The NY Times reports that in Russia, where rubles are getting scarce but prices are remaining sticky, there's a growing interest in barter exchanges:
Have Car, Need Briefs? In Russia, Barter Is Back .

"Advertisements are beginning to appear in newspapers and online, like one that offered “2,500,000 rubles’ worth of premium underwear for any automobile,” and another promising “lumber in Krasnoyarsk for food or medicine.” A crane manufacturer in Yekaterinburg is paying its debtors with excavators.
And one of Russia’s original commodities traders, German L. Sterligov, has rolled out a splashy “anti-crisis” initiative that he says will link long chains of enterprises in a worldwide barter system.
All this evokes a bit of déjà vu. In the mid-1990s, barter transactions in Russia accounted for an astonishing 50 percent of sales for midsize enterprises and 75 percent for large ones."
...
"Among the most upbeat of [the proponents of barter] is Mr. Sterligov, who, just as the credit crunch brought most business deals to a halt, shoveled $13 million into the Anti-Crisis Settlement and Commodity Center.
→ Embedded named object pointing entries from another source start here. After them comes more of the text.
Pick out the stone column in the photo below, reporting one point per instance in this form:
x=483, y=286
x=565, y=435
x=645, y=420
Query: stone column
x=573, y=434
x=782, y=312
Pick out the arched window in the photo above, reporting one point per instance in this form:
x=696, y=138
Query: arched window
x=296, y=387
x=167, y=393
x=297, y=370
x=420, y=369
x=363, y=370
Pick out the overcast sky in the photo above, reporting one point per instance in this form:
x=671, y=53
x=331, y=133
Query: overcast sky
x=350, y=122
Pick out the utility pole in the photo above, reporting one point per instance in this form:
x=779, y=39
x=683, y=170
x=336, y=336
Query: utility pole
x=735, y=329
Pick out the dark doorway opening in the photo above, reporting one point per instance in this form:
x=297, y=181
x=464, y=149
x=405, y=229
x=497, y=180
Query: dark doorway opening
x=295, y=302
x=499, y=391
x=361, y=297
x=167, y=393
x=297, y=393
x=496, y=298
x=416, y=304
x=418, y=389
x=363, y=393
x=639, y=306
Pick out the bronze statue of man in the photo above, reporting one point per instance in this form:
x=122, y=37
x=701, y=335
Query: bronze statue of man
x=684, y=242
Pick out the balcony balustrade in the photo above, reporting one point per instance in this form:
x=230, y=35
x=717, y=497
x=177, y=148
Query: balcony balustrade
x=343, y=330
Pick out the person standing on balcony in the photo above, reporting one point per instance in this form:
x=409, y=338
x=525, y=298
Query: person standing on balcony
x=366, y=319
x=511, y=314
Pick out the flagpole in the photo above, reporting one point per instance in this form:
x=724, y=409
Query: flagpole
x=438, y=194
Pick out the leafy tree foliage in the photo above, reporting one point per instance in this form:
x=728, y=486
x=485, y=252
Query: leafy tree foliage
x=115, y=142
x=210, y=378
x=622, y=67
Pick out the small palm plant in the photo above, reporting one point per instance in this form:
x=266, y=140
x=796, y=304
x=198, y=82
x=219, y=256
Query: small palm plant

...He plans to use a computer database to create chains of six or seven enterprises having difficulty selling their products for cash, in which the last firm on the chain would pay the first in a single cash transaction.
It is the kind of multiparty barter that rose to prominence in the 1990s, when managers of factories across Russia devised complex barter chains to keep the maximum number of enterprises in business when none had cash to pay their bills. A computer, he said, can do the same job faster and more efficiently. "

Loyal followers of this blog will note the resemblance to some kinds of kidney exchange (most notably list exchange chains and altruistic donor chains).